If we are to tackle female inequality, we must understand it. It’s important to recognise positive developments, but IWD is about so much more than celebration. Fundamentally, it’s about raising awareness – bringing the reality of women’s experiences to the fore, recognising how the rights of women and the issues they face vary globally, and amplifying the further action that needs to be taken to address systemic inequalities. 

It’s a call to action on a global scale. One that sees significant activity worldwide as communities collaborate to demand change for women. 

Of course, none of this should be confined to just one day. But the more we’re discussing the relevance of IWD, the more we’re talking about the issues facing women and girls. 

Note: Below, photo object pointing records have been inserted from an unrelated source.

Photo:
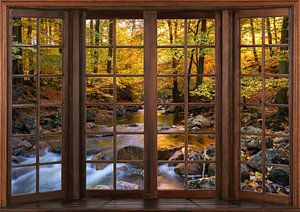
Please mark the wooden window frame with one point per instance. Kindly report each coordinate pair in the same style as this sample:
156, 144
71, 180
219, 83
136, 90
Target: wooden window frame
227, 150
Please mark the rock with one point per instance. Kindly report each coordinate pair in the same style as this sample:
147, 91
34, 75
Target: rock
178, 155
166, 153
130, 153
279, 176
244, 172
132, 125
251, 129
123, 185
202, 183
199, 121
132, 108
102, 187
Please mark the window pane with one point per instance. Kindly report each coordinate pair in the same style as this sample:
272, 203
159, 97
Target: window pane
170, 61
99, 118
170, 32
201, 176
23, 180
170, 118
130, 176
51, 31
251, 31
201, 31
201, 61
23, 121
51, 61
99, 32
99, 61
24, 90
50, 119
130, 32
201, 147
23, 61
130, 147
51, 148
99, 176
99, 89
50, 177
129, 61
23, 150
24, 31
170, 176
202, 89
51, 90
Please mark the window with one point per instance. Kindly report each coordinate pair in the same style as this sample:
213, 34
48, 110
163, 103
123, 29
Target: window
149, 104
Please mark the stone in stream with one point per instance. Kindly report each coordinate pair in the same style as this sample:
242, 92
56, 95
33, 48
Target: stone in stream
203, 183
130, 153
199, 121
123, 185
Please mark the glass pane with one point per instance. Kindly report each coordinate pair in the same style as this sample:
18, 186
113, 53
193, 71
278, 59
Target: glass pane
130, 147
277, 180
99, 89
277, 30
277, 90
201, 119
202, 89
99, 176
251, 31
51, 31
50, 148
99, 32
277, 150
129, 61
130, 32
99, 118
201, 61
170, 118
170, 176
99, 147
50, 119
251, 60
251, 119
130, 89
170, 32
99, 61
23, 180
24, 31
24, 90
23, 150
170, 146
251, 147
251, 90
201, 31
202, 147
130, 176
23, 120
170, 89
170, 61
51, 90
50, 177
277, 120
201, 176
277, 60
51, 61
23, 61
251, 178
130, 118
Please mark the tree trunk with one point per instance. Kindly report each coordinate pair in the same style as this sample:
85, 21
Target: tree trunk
254, 50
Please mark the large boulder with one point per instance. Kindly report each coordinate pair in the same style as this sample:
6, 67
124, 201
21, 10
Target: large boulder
199, 121
130, 153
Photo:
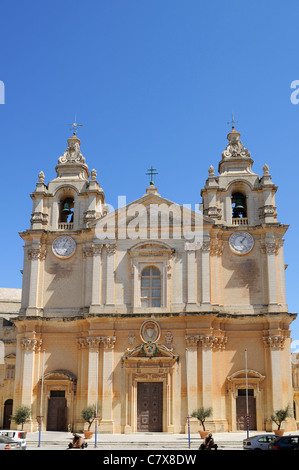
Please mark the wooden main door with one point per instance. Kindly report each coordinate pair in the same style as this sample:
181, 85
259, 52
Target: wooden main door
7, 414
149, 406
241, 413
57, 414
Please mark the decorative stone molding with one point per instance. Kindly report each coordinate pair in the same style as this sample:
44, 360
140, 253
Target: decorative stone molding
216, 248
207, 341
36, 253
92, 250
168, 337
235, 148
213, 212
274, 341
192, 340
131, 338
111, 249
206, 247
31, 344
271, 247
39, 218
72, 153
94, 342
150, 331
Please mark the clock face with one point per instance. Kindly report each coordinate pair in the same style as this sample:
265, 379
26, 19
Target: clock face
64, 246
241, 242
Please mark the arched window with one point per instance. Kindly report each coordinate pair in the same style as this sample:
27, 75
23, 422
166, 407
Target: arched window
239, 209
151, 287
66, 210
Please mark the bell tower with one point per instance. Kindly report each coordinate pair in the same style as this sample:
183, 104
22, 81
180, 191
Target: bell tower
242, 205
238, 196
64, 212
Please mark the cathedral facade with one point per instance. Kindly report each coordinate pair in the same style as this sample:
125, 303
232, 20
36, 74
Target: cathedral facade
151, 310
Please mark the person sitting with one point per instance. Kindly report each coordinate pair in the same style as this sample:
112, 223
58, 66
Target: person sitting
209, 443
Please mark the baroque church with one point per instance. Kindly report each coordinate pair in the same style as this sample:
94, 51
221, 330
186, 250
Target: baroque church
151, 310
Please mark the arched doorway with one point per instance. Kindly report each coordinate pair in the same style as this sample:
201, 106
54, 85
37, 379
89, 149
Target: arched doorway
8, 405
58, 400
244, 388
149, 388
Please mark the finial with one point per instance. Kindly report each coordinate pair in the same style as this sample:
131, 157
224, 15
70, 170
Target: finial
75, 126
152, 171
232, 122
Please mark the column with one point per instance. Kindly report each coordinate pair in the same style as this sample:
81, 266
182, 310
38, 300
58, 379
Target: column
106, 424
92, 385
207, 371
270, 248
96, 275
190, 256
29, 346
35, 256
111, 250
274, 343
205, 273
192, 372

It’s not patronising to demand change when change is so desperately needed.

The Verdict: An imperfect tool that’s been coopted by companies, but a tool all the same

International Women’s Day (IWD) was spawned in the early days of Soviet Russia as a march, a protest and indeed oftentimes a strike. The Bolsheviks gave women and men the day off to celebrate “in commemoration of the outstanding merits of Soviet women in communistic construction” etc, etc.  

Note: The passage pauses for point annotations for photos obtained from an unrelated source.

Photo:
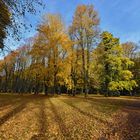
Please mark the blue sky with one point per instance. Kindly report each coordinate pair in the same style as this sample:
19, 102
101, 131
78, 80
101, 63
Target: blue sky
120, 17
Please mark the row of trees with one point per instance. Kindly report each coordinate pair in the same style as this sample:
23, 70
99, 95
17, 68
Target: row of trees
80, 59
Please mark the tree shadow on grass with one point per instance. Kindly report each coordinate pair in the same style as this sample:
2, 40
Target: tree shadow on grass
60, 122
43, 123
84, 113
21, 104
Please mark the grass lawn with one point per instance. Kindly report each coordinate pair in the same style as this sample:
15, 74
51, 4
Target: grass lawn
30, 117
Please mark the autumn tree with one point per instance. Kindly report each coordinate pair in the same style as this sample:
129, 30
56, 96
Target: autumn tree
54, 44
84, 30
113, 65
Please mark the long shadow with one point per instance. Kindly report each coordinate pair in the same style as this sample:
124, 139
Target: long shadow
85, 113
60, 122
117, 102
43, 123
22, 101
12, 113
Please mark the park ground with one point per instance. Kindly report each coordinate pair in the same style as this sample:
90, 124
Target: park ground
31, 117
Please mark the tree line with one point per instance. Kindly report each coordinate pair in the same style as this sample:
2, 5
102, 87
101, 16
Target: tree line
79, 59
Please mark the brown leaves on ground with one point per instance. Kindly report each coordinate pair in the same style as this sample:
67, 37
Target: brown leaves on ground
68, 118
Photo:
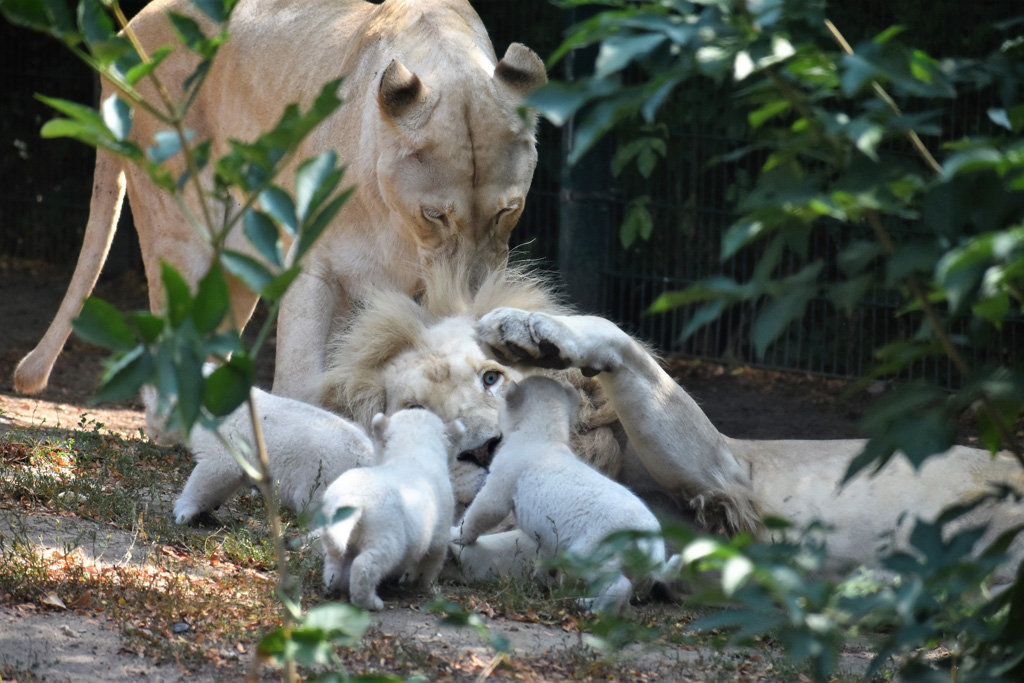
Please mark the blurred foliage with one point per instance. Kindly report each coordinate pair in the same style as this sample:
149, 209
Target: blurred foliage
167, 349
835, 137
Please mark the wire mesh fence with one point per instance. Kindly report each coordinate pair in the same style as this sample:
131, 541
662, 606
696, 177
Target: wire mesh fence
45, 186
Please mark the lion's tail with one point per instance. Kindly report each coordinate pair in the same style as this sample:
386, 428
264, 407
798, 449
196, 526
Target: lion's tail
33, 372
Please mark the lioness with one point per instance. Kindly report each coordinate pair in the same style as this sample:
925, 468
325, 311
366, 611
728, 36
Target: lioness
638, 425
430, 131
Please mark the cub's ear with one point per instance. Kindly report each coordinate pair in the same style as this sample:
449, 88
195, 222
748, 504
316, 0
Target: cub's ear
400, 91
379, 426
456, 431
520, 70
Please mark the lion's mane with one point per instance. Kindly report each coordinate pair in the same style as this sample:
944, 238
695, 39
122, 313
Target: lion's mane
388, 323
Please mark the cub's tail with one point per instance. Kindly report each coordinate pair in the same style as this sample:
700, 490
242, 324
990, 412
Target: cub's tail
33, 372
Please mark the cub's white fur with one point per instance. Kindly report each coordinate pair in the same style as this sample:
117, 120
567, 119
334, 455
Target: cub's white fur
558, 500
637, 425
308, 447
402, 508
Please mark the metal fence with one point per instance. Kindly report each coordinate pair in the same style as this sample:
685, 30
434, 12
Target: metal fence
572, 215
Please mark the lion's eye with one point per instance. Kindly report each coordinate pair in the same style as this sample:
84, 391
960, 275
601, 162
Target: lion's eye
491, 378
504, 212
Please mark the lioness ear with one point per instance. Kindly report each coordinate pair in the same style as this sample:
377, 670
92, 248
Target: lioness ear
521, 70
379, 426
400, 90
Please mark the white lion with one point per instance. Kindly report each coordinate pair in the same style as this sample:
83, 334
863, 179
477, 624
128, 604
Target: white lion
439, 157
638, 425
307, 449
402, 509
559, 501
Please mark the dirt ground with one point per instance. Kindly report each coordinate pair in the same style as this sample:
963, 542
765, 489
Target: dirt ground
59, 645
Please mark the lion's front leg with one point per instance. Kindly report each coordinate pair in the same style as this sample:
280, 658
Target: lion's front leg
678, 445
540, 340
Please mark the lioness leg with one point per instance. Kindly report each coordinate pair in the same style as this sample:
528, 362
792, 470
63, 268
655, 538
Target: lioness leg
674, 439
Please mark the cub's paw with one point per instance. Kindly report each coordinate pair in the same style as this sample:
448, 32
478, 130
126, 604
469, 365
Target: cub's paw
519, 337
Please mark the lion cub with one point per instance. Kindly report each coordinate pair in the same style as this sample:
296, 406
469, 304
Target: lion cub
402, 508
308, 447
557, 499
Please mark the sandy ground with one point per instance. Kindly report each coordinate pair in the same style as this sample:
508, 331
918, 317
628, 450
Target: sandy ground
55, 644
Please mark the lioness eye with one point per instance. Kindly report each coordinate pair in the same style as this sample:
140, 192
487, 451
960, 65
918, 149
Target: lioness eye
503, 212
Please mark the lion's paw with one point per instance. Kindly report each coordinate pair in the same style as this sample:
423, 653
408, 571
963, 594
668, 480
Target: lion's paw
520, 337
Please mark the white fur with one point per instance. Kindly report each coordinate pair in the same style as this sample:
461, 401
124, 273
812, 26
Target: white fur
557, 500
457, 145
402, 509
308, 447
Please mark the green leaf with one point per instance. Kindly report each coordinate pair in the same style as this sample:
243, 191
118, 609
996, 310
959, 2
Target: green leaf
706, 314
99, 323
218, 10
637, 223
313, 179
619, 50
228, 386
188, 31
280, 206
97, 30
343, 623
178, 300
125, 376
117, 115
50, 16
87, 116
147, 326
168, 143
312, 229
253, 273
994, 308
850, 294
767, 112
140, 70
777, 315
739, 235
263, 235
212, 300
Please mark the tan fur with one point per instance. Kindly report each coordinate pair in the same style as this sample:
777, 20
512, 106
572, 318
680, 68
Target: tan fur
430, 132
389, 324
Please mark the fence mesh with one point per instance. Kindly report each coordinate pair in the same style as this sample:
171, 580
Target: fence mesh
45, 186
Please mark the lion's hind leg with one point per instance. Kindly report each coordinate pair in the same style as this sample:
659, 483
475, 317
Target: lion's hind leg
211, 483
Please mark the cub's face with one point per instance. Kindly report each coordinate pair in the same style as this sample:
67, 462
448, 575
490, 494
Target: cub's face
451, 377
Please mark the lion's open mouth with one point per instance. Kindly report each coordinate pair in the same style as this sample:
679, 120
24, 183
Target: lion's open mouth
482, 455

The slogan didn’t get anywhere near the blue-tinged printer ink of the United Nations until 1967 when it started to be coopted by second-wave feminists in the West. Activism, again, was the name of the game, with abortion rights, contraception, divorce laws and sexism issues at hand – and indeed life-changing gains were quickly made.

But the grubby hands of capitalism, which City A.M. absolutely condones, got its hands all over IWD. Nowadays, you’re less likely to see a placard-waving feminist calling for free period products in public toilets than you are to see a pair of white jeans with embroidered-on “period blood” for sale at a special IWD price of £699. Companies use it to flog products to women and allies, for general brand-building, and perhaps even as part of their ESG strategies. In the style of Mother’s Day, some heterosexual boyfriends now feel obliged to buy their girlfriends nuts and flowers to celebrate their… gender.

Both our contestants recognise the potential of International Women’s Day to make a real difference world wide. They also both espouse the idea of hyper-capitalist, ultra-shallow girl power. They are clearly in agreement, though, that the day holds some potential to garner political change in a global landscape of uneven inequality. Whilst it’s easy to sit in an office in the West and eye-roll about patronising IWD-themed cupcakes, there are countries which lack the legislative changes we enjoy.

Whilst the very concept of the day harks back to hardcore communism, the values of which this paper proudly repudiates, overall it cannot be denied that IWD has been a useful tool in furthering women’s rights. 

IWD is far from a perfect tool in the pro-gender-equality arsenal, and we should be mindful of its shift from a social movement to a consumerist, glittery pink buy-fest but overall it has done, and probably will continue to do, more good than harm.